Storytellers: Generationality, working-class identity, and women’s personal narrative
Plan Author
- Kelly Hickey, 2016
Fields of Concentration
- History
- Visual Arts
Sample Courses
- Course: Survey of Art History from 1800 to the Present
- Course: The Politics of Change: Radical Movements in the Late 20th-Century U.S.
- Tutorial: Women, Class, and Feminism in the 1970s
- Tutorial: Humor and Alternative Narrative
Project Description
Exhibition of mixed media works investigating visual narrative.
Faculty Sponsors
- Cathy Osman
- Kate Ratcliff
Outside Evaluator
- Lynne Yamamoto, Smith College
Overview
This Plan is a multimedia approach to understanding personal narratives, especially regarding class and gender, using printmaking, ceramics, drawing, and oral history accounts to explore the ways that people tell stories and share experiences. Much of my Plan deals with issues of class. Whether I’m interviewing feminist activists about class-consciousness within their organizations or drawing my great-aunt standing on a makeshift diving board on the pond, class is constantly on my mind. And how could it not be? I’m trying to carve a space for myself in an academic world that my family has never been a part of. I want to honor their experiences and ways of life in a manner that’s not entirely alien to that very existence. Academia has much to learn from the working class and poor, and I suppose that’s what I put forth with this Plan.
Excerpts
The only way to look at any of these movements is with a critical eye and compassionate heart. None of them worked as smoothly or effectively as desired. It’s so crucial to acknowledge their mistakes, particularly in homogeneity of membership and failure to address concerns of working-class women, women of color, and trans* women. Second wave feminism never became the overarching sisterhood its leaders, in one form or another, desperately hoped for. Perhaps if these groups of women had been included in a larger movement, we wouldn’t be facing supreme court rulings against women’s rights today.

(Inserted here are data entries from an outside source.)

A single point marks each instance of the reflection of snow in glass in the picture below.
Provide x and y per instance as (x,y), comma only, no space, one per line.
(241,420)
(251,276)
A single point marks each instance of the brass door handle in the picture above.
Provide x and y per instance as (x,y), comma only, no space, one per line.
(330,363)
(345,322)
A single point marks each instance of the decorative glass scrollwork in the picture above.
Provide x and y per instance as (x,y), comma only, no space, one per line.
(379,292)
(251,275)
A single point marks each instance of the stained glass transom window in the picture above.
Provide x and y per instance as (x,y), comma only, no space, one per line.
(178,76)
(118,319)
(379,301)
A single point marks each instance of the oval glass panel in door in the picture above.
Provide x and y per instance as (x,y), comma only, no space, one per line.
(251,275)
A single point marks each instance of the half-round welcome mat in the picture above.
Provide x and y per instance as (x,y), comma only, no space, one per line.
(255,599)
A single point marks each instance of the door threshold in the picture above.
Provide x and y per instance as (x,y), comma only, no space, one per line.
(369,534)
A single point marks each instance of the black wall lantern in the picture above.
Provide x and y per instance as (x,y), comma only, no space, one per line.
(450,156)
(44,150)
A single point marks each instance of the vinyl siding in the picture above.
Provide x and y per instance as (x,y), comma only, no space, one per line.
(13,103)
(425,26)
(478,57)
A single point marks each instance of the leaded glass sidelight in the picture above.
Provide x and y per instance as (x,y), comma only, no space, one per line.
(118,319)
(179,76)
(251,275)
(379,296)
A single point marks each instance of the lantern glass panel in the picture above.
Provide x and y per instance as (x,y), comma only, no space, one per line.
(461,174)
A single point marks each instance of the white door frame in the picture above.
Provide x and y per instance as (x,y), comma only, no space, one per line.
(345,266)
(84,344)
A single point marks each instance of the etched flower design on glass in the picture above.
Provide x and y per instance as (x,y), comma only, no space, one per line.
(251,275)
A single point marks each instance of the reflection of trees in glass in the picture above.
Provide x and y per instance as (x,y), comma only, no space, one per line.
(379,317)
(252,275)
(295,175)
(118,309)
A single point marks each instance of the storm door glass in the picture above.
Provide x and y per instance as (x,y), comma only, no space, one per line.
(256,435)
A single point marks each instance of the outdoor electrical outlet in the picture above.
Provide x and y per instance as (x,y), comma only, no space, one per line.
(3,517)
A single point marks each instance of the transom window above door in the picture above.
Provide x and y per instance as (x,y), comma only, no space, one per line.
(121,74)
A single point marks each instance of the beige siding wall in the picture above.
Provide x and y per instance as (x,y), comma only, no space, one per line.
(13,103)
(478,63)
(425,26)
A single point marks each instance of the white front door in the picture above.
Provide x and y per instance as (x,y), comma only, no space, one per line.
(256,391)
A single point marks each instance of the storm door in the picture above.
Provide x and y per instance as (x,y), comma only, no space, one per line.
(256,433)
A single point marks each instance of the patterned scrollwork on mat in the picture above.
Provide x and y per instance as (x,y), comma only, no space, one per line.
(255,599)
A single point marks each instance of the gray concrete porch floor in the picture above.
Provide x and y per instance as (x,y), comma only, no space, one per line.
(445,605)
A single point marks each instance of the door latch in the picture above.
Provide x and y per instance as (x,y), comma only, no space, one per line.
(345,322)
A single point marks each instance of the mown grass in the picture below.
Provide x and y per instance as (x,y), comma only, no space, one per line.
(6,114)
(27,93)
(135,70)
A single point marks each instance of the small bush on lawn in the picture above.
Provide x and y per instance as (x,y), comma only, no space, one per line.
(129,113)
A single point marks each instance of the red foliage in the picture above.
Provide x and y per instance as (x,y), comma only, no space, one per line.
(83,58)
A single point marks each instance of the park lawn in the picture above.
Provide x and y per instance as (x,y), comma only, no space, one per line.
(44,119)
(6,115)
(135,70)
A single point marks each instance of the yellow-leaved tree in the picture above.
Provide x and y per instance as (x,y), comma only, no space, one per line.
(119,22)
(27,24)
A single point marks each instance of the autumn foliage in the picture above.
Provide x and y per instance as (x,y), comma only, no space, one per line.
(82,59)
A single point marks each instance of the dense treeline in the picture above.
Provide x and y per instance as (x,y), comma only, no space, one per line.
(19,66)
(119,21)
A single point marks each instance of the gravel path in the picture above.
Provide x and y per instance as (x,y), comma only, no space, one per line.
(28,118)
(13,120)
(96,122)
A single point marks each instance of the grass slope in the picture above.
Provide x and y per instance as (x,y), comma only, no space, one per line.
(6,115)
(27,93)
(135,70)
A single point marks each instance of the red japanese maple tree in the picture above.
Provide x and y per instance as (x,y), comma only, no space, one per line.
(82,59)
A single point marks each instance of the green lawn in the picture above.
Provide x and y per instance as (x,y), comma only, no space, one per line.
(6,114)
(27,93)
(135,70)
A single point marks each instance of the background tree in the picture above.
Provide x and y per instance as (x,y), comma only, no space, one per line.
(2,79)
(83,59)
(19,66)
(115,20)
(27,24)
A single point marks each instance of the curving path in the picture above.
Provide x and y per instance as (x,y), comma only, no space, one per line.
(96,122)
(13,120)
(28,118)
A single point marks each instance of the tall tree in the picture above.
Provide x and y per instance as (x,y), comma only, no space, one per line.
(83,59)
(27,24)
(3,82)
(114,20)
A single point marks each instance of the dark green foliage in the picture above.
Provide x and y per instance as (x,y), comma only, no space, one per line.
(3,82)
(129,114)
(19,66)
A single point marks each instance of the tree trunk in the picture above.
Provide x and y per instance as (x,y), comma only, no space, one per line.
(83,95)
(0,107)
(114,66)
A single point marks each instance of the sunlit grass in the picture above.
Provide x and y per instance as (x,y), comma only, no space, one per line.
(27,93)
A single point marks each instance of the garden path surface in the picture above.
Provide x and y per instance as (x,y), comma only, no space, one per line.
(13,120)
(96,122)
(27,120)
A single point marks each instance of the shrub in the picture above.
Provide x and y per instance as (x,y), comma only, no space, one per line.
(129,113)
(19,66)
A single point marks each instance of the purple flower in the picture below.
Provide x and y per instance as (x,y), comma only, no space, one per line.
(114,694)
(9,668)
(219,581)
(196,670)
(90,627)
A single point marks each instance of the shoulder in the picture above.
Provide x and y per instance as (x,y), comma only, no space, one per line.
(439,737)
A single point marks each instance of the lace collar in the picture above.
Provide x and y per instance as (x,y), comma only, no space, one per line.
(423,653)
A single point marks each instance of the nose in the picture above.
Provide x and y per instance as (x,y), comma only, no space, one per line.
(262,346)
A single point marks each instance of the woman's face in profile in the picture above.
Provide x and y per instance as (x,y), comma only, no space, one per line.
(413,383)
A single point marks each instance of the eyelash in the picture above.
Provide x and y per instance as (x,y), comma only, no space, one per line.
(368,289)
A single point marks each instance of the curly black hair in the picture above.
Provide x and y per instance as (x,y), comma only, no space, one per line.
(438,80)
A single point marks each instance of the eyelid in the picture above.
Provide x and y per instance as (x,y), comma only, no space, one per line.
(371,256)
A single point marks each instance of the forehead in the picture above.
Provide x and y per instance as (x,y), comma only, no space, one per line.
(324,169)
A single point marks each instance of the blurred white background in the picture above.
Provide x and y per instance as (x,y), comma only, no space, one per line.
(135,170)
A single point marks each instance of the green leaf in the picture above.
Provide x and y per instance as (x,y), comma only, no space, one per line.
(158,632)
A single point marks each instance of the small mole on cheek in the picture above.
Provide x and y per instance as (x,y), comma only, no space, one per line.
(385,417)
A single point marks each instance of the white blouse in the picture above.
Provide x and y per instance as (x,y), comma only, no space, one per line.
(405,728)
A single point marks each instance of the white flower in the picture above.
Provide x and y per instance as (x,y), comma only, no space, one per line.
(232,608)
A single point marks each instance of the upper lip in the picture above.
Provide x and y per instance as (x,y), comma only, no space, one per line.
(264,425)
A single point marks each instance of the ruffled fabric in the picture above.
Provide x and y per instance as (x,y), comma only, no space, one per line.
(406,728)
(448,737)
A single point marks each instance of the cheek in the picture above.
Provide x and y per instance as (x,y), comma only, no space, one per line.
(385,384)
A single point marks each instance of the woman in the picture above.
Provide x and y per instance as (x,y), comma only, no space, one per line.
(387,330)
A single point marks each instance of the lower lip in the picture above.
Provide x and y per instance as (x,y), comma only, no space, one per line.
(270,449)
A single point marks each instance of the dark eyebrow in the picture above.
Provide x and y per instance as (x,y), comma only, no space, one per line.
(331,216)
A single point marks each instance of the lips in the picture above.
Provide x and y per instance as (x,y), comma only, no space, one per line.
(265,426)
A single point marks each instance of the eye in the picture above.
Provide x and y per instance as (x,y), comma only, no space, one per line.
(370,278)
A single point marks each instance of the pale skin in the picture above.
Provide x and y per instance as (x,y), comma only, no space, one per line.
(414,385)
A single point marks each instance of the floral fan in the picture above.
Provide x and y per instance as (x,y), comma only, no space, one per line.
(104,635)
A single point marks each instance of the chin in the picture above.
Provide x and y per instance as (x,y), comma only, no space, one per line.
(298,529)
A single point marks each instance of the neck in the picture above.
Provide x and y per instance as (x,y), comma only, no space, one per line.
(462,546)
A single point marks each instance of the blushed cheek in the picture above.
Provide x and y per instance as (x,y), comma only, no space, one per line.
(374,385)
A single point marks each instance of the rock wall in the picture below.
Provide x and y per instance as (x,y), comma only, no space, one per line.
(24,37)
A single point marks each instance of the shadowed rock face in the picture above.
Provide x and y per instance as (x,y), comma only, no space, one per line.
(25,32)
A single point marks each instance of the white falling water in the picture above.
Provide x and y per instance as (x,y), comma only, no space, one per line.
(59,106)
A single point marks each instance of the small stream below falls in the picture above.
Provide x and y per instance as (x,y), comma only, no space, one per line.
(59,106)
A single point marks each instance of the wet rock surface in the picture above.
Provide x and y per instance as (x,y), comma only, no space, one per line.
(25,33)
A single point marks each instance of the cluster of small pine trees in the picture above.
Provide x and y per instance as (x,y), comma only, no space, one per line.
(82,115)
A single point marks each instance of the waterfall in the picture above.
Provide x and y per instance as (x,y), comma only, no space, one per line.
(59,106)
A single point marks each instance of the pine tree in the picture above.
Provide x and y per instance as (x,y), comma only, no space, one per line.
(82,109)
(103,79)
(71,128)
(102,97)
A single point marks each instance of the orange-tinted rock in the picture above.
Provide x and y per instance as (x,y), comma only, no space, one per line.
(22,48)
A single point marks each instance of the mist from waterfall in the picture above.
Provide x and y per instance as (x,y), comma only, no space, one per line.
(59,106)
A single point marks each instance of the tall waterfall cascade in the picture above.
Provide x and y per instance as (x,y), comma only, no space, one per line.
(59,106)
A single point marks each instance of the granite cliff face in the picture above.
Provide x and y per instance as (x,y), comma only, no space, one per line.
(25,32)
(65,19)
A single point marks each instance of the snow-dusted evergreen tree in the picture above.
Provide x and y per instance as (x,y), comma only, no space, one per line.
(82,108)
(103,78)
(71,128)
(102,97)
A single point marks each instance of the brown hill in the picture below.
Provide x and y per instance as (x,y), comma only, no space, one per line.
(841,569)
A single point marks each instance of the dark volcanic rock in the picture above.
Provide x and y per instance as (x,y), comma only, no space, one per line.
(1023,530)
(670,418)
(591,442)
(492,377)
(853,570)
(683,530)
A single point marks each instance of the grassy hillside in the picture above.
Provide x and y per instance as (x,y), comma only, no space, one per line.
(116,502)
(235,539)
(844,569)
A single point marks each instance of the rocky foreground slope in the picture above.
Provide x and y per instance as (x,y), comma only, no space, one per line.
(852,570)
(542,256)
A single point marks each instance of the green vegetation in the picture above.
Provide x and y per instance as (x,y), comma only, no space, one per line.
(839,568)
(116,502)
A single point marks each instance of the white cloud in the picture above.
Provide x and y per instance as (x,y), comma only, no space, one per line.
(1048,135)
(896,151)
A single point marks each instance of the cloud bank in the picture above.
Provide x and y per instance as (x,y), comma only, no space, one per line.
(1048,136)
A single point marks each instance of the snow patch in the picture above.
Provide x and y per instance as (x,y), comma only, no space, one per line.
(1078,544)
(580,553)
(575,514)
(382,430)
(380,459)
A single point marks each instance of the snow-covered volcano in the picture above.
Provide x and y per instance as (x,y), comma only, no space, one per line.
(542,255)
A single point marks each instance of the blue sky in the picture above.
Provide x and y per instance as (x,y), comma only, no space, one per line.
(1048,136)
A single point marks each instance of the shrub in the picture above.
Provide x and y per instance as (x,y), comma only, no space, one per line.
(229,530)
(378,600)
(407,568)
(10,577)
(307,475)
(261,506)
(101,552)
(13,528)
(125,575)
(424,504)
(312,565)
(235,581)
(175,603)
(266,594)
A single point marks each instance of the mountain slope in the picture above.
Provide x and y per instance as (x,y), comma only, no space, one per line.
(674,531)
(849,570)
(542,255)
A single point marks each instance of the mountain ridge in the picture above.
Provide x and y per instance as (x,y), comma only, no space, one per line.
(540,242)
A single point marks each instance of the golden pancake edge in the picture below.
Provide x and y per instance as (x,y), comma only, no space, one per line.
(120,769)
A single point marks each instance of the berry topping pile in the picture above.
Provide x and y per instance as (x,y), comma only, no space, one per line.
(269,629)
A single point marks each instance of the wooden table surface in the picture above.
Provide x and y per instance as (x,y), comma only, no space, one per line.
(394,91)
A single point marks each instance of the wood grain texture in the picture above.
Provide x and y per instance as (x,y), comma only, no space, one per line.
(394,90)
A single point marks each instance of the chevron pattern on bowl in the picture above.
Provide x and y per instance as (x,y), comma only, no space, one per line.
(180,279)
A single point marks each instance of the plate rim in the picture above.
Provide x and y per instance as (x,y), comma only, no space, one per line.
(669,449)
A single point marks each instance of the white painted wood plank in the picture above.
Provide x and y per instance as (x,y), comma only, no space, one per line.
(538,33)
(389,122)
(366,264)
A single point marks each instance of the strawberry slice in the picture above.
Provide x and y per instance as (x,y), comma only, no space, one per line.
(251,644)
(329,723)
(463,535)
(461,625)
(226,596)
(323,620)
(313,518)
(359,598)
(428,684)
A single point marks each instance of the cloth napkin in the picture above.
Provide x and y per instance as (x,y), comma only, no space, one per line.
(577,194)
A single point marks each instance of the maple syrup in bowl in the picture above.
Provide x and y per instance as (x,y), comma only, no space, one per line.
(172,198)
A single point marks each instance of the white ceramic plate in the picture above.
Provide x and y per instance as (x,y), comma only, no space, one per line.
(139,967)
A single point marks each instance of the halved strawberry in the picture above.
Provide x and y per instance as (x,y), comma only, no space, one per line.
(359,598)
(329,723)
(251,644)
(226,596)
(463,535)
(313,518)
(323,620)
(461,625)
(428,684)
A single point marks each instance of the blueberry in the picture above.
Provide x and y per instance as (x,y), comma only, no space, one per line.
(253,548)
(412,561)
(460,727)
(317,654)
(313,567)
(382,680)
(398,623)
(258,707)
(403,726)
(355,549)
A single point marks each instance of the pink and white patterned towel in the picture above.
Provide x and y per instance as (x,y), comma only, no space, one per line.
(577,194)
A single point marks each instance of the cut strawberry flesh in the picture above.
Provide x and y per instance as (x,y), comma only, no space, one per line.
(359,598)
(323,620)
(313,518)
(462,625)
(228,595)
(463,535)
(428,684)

Oral history can be a particularly useful frame for the rewriting of women’s history, when used carefully and in cooperation with narrators. Scholar Kristina Minister notes the difficulty of gathering women’s narratives in a larger public setting: “When one lacks realistic gender models and when self identity and social identity have been trimmed to ladylike size, anxiety floods one’s public speaking, especially in appearances before mixed-sex and large audiences.” Certainly some attempts at oral history fall into the trap of gender-dynamic reinforcement, and women feel unwilling or uninvited to share histories. For so long, women have been trained to speak about interpersonal relationships and aspects of their beings rather than things that they do.
From her artist statement: When I know my grandmother I’ll know myself. I will have a nest to live in. I’ll surround myself with pictures and memories and feelings, flowers, bugs, smooth stones, fingerprints. I love things that have been touched. I love things that are not special. The act of using an object over and over is one of devotion; of bearing witness. The value of these objects lies not in their form or function, but in the daily prayer of use.